The FDA clinical trial of the Visian ICL found that patients with a higher degree of pre-operative myopia had a higher rate of complications. all of the patients that lost 2 lines of best-spectacle-corrected visual acuity (BSCVA) occurred in patients in the > -10D group.  Furthermore all of the patients requiring cataract extraction, as well as those requiring secondary surgery to reposition the ICL occurred in the > -10D myopia group. In the study, 5 eyes (1%), lost greater than 2 lines of BSCVA, with 3 of occurring secondary to nuclear opacities that developed between 1 and 3 years postop. The rate of clinically significant cataract formation amongst all the groups was 0.4% for anterior subcapsular opacities and 1% of nuclear opacities. With the new EVO/EVO+ ICL the rate of visually significant cataract has been cited at zero and the incidence of non visually significant Anterior Subcapsular Opacities (ASC) has remained very low.

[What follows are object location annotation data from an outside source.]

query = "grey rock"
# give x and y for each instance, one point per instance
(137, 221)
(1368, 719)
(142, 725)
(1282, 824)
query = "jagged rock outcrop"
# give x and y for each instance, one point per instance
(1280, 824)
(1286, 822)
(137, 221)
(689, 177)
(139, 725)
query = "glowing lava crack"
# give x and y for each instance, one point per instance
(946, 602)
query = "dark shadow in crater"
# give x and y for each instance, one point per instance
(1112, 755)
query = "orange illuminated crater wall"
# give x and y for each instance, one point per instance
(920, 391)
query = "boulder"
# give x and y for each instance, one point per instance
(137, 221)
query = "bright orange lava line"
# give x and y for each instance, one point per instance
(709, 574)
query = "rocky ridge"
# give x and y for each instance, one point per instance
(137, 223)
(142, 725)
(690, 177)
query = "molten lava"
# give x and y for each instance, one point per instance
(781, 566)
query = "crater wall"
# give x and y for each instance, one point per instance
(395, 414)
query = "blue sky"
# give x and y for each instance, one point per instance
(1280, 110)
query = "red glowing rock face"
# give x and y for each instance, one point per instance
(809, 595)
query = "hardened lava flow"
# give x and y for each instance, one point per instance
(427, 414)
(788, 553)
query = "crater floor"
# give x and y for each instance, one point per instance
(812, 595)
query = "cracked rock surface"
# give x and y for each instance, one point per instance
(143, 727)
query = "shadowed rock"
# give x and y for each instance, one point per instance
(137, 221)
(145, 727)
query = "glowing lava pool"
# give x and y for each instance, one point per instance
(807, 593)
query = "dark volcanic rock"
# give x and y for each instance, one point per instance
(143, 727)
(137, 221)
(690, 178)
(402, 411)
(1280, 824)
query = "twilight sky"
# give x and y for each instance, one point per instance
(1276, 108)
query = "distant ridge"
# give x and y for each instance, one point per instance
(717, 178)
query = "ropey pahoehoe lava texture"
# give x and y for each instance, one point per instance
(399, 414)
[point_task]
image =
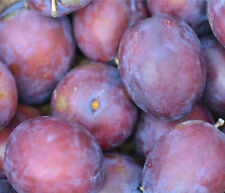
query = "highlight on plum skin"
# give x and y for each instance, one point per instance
(151, 129)
(194, 12)
(23, 113)
(46, 154)
(216, 16)
(214, 94)
(93, 95)
(38, 50)
(5, 186)
(57, 8)
(189, 159)
(8, 96)
(166, 81)
(122, 174)
(98, 27)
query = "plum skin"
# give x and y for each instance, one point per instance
(165, 81)
(8, 95)
(102, 105)
(122, 174)
(54, 156)
(38, 51)
(151, 129)
(98, 37)
(189, 159)
(63, 8)
(192, 12)
(23, 113)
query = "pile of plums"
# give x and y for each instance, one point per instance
(112, 96)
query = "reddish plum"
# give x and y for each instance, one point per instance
(122, 174)
(49, 155)
(194, 12)
(94, 96)
(57, 8)
(5, 186)
(99, 26)
(190, 159)
(162, 66)
(38, 50)
(8, 96)
(214, 94)
(23, 113)
(216, 16)
(151, 129)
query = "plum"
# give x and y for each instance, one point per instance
(57, 8)
(5, 187)
(93, 95)
(46, 154)
(189, 159)
(23, 113)
(122, 174)
(151, 129)
(194, 12)
(216, 16)
(38, 50)
(214, 94)
(99, 26)
(8, 96)
(162, 66)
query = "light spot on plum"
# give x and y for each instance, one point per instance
(95, 104)
(61, 103)
(2, 95)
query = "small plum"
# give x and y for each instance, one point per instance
(190, 159)
(38, 50)
(214, 94)
(93, 95)
(194, 12)
(46, 154)
(151, 129)
(8, 96)
(98, 27)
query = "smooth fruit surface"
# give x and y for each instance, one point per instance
(163, 80)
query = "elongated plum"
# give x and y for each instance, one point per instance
(190, 159)
(45, 155)
(99, 26)
(122, 174)
(214, 94)
(5, 187)
(57, 8)
(216, 16)
(162, 66)
(23, 113)
(151, 129)
(38, 50)
(94, 96)
(8, 96)
(194, 12)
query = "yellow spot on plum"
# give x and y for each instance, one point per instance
(61, 103)
(2, 95)
(95, 104)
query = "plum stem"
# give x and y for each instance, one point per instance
(54, 10)
(219, 123)
(140, 188)
(95, 104)
(116, 61)
(26, 5)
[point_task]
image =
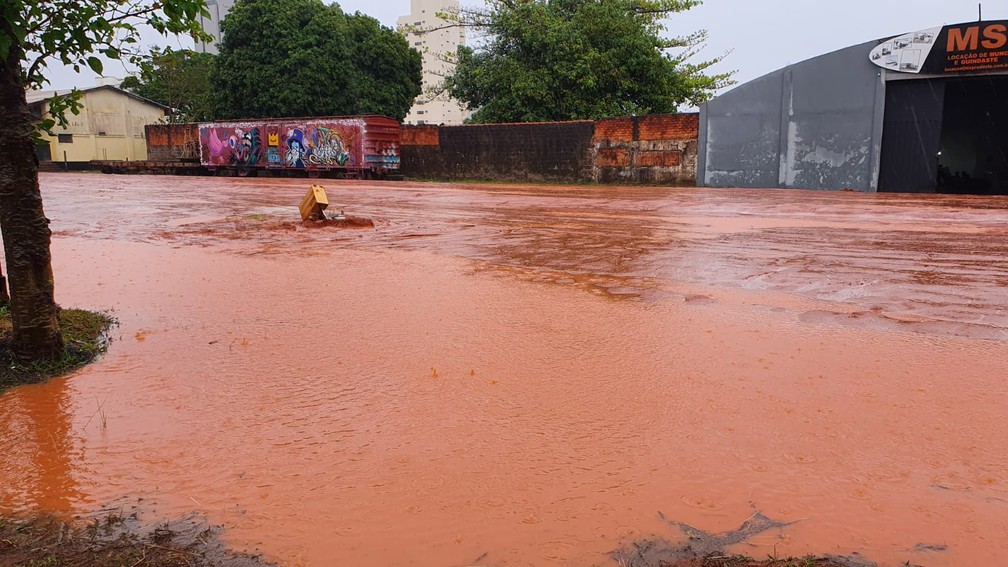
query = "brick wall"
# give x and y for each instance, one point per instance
(644, 149)
(172, 142)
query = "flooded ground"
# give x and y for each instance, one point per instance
(528, 375)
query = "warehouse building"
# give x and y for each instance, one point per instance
(110, 125)
(922, 112)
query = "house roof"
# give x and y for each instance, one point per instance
(36, 97)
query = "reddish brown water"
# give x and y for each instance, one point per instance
(517, 375)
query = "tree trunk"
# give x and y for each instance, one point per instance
(23, 224)
(4, 297)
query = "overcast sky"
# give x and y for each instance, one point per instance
(763, 35)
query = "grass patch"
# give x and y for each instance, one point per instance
(116, 540)
(85, 339)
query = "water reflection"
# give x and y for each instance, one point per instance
(446, 388)
(38, 447)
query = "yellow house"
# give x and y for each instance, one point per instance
(110, 126)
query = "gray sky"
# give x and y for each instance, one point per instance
(763, 34)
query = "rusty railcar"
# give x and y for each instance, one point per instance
(347, 145)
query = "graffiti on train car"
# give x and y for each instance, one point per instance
(237, 146)
(352, 143)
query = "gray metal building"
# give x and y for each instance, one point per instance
(924, 112)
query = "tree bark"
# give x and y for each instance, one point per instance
(23, 224)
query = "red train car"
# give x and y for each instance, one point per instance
(354, 145)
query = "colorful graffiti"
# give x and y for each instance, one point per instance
(337, 143)
(232, 146)
(318, 144)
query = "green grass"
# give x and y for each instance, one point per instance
(85, 339)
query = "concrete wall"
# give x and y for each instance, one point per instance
(659, 149)
(816, 124)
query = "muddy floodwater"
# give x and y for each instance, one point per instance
(528, 375)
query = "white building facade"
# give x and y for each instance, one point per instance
(437, 40)
(212, 25)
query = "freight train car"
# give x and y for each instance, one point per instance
(348, 145)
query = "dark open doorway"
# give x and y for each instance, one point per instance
(974, 149)
(946, 135)
(911, 135)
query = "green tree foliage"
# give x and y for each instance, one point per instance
(568, 60)
(178, 80)
(32, 33)
(301, 58)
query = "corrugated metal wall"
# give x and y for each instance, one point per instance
(816, 124)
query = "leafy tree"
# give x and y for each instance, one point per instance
(568, 60)
(178, 80)
(301, 58)
(33, 32)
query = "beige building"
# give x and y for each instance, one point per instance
(109, 126)
(437, 40)
(212, 24)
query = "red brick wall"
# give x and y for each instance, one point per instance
(613, 158)
(614, 129)
(418, 135)
(669, 127)
(669, 158)
(653, 149)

Rarer complications necessitating secondary surgical intervention that have been reported include rotation of a toric lens, pupillary block, retinal detachment or elevated IOP.   Additional risk of complications can be attributed to the location of ICL between the iris and crystalline lens which can lead to contact with surface of the ICL and theoretically lead to pigment dispersion and/ or inflammation and possible secondary glaucoma.